Double conductor microelectronic structures are used in various types of devices, for example, erasable programmable read only memories (EPROMS) which use the floating gate metal oxide semiconductor technology (FAMOS). FAMOS EPROMS are well known in the art and are discussed, for example, in Microelectronics, by the Editors of Scientific American, Freeman and Company, (1977) page 59, top figure. In this type of device, leakage currents through the second insulating film cause a loss of information or charge during and after writing of information into memory.

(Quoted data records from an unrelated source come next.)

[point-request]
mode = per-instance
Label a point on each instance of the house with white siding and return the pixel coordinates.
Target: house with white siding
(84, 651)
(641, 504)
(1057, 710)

Charge coupled devices are also a species of double conductor devices. The inferior insulation qualities of oxide grown over polycrystalline silicon is also a limiting factor in the performance of charge coupled devices. In particular, charge coupled devices of the type discussed in Sequin, et al, Charge Coupled Devices, Academic Press (1975) may be formed of at least two layers of polycrystalline silicon electrodes which must be insulated from one another by an intermediate layer of oxide. Leakage of charge through the intermediate oxide layer between conductors which are connected to different clock signals will severely impair device performance.
Packing density of Very Large Scale Integration (VLSI) devices such as Dynamic Random Access Memories (RAMs) and Static RAMs is improved by utilizing double conductor microelectronic structures. Therefore, the problem of leakage current through the second insulating film in double conductor devices is significant in a Dynamic and a RAM Static RAM utilizing a double conductor structure.
One possible solution to the problem of inferior insulation afforded by insulation films placed over polycrystalline layers is to grow a silicon dioxide insulation film over polycrystalline silicon material at a very high temperature (1150.degree. C.). Although this high temperature technique is known to result in an insulating oxide film having better insulation qualtities, it still does not provide the excellent insulation afforded by oxide films grown over single crystal silicon. Furthermore, there are significant disadvantages associated with such a high temperature method. In order to achieve good insulation qualities in oxide films grown over polycrystalline material, the oxide must be grown at a high temperature of 1,150.degree. C., causing redistribution of implanted impurities in the substrate, such as, for example, source and drain diffusions of a Metal Oxide Semi-Conductor Field Effect Transistor (MOSFET). As a result, the area over which a MOSFET gate overlaps the diffusions may increase, increasing the parasitic capacitance between the diffusions and the MOSFET gate, which reduces the speed of the MOSFET. The redistribution of the source and drain diffusions also causes changes in the channel length between the source and drain diffusions leading to uncontrollable punch through currents.
A further disadvantage of high temperature deposition of oxide films over polycrystalline material is that the resulting device is more susceptible to change in electrical characteristics due to ionizing radiation damage from gamma rays and x-rays. As a result, devices having oxide layers grown at the high temperatures discussed above will not meet the radiation hardness requirements of military specifications.
In summary, the inferior insulation provided by oxide layers grown over polycrystalline silicon conductors is a problem limiting device performance which could be partially solved in the prior art only by using a high temperature oxidation process which degrades the device characteristics.